A common, popular effect used by professional filmmakers is the green screen, but it’s something that has become accessible for filmmakers at all levels. The things you’ll need to get started with green screen filmmaking are:

  • A good camera & tripod
  • A green screen
  • Lights
  • A computer with editing and green screen software

Once you’ve assembled these, there are a few things to be aware of that will help you make the most of a green screen.
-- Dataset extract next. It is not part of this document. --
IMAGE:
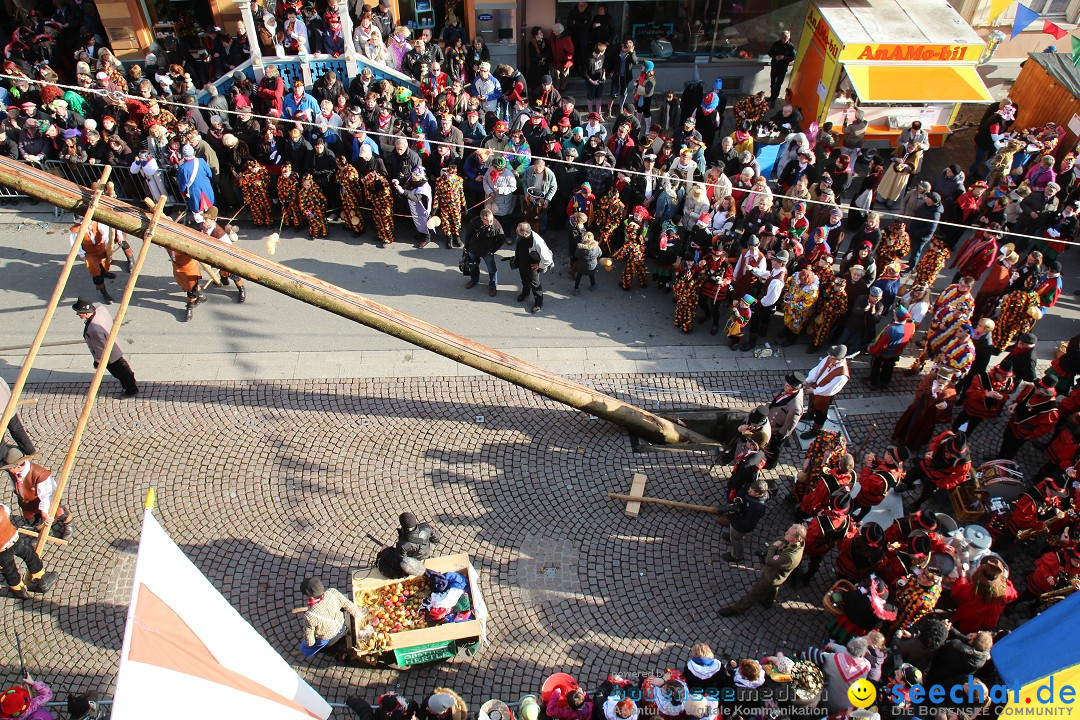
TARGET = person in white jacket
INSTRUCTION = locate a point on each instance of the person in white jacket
(499, 186)
(147, 166)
Become Familiar with the Software

What is the software capable of? You’ll want to know this before you embark on using the green screen. This will help you, as what you decide to attempt will probably be colored by what is possible. Are you able to shoot an epic battle scene? Maybe you can, but maybe you can’t. Nonetheless, you may find areas where you can experiment. Push the boundaries. You’ll learn what the software will do and what it won’t.

The Screen

You can use a green screen or a blue screen. It may be determined by the software. Some software works better with different colors. You can make your own screen with fabric or sheets – just make certain that you get the right shades (check them online), as it can make a difference. Remember that your talent cannot wear the same color as the background screen.

Plan It Carefully

If you want to place your talent in a foreign country, think about all that goes with it. Do you want your talent to move through the other background? Realize that you have to plan not only their action, but the lighting that goes with it. If you’re planning a camera movement, the movement of the background you’re adding will have to move at the same pace (this can be tricky, but do multiple takes at different speeds.)

Light Evenly

The best lighting for blue or green screens is sunlight. Other than that, with studio lights, make sure your background screen is lit evenly. Shadows will show up on your composited background. Your talent needs to be well lit from the front, and lightly lit from with a backlight to distinguish talent from the background screen. If the backlight is too strong, your talent will have a halo around them. If you want motion (particularly motion across the screen), you’ll need to make sure you light it so that it doesn’t cast shadows and is evenly lit throughout the frame.

Once you’ve done it, make sure it’s what you want. Think about whether you’re really willing to settle for something less than what you wanted. Don’t be afraid to do it again. In Hollywood, they’re willing to do it till they get it right. You don’t see all the shots that didn’t work. You only see the one that did. If it’s worth doing, it’s worth doing well.